UK study finds heart screening uncovers silent risks in young women
Nearly 40,000 young women were screened, and 175 had hidden heart problems, showing sudden cardiac death screening can uncover risk beyond young men.

Hidden heart conditions were found in young women at scale when Cardiac Risk in the Young reviewed its voluntary screening service, challenging the idea that sudden cardiac death is mainly a problem for sporty young men. Among nearly 40,000 women aged 14 to 35 checked through the charity-backed programme, 175 were found to have undiagnosed heart problems and 94 were judged at high risk of sudden cardiac death.
The screening service has operated since the early 1990s and relies on an ECG, with results read by a cardiologist and an echocardiogram added when more detail is needed. Researchers said the findings matter because some serious conditions do not cause symptoms and can sit unnoticed until a collapse or arrest. The review adds to a much larger CRY-led study of more than 104,000 people aged 14 to 35 screened between 2008 and 2018, which found that about 1 in 300 young people had conditions that could trigger a fatal cardiac event if left untreated.
That broader study also showed screening can lead directly to treatment. More than 40% of those diagnosed received major risk-reducing interventions, including implantable defibrillators, pacemakers, ablation surgery and, in two cases, heart transplantation.

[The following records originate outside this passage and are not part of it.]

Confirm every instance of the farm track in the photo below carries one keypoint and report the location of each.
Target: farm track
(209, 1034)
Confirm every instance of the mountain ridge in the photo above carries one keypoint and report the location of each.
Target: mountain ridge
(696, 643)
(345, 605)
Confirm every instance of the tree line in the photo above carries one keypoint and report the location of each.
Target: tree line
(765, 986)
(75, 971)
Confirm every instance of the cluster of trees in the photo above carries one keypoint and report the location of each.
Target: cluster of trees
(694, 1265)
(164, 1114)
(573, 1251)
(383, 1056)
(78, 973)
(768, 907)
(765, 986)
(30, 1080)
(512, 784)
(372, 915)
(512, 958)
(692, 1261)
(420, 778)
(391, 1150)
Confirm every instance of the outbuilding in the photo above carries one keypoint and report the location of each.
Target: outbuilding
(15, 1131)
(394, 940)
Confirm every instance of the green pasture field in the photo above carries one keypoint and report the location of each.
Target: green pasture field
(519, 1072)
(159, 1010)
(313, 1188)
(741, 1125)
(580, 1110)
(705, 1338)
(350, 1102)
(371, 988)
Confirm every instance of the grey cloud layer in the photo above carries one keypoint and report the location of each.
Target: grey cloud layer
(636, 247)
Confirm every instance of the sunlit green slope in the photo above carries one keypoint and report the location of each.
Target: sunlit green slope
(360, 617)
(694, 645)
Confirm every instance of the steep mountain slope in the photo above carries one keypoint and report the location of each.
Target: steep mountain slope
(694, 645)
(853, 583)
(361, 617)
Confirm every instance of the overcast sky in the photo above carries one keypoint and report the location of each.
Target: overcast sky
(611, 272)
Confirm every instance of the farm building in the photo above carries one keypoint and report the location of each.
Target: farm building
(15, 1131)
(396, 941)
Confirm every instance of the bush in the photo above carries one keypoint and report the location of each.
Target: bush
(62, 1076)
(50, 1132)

A six-year follow-up then found that 0.08% of people whose ECGs were normal at screening were later diagnosed with conditions linked to sudden cardiac death or arrest, a result that strengthens the case for repeat checks rather than a single test in early adulthood.

Professor Michael Papadakis of City St George’s, University of London, who led the study, said the findings showed cardiac screening can save lives but also made clear that some conditions develop later and are difficult to detect early. That nuance matters for young women as much as for young men: the screening data show women are not outside the risk pool, even if CRY estimates boys and young men are about three times more likely to be affected.

The policy debate is moving too. The UK National Screening Committee last reviewed sudden cardiac death screening in people under 39 in 2019 and concluded population screening should not be offered. It is now re-examining the evidence and is expected to launch a public consultation. CRY says at least 12 people aged 14 to 35 die from sudden cardiac death each week in the UK, a toll that campaigners argue has been underestimated for years.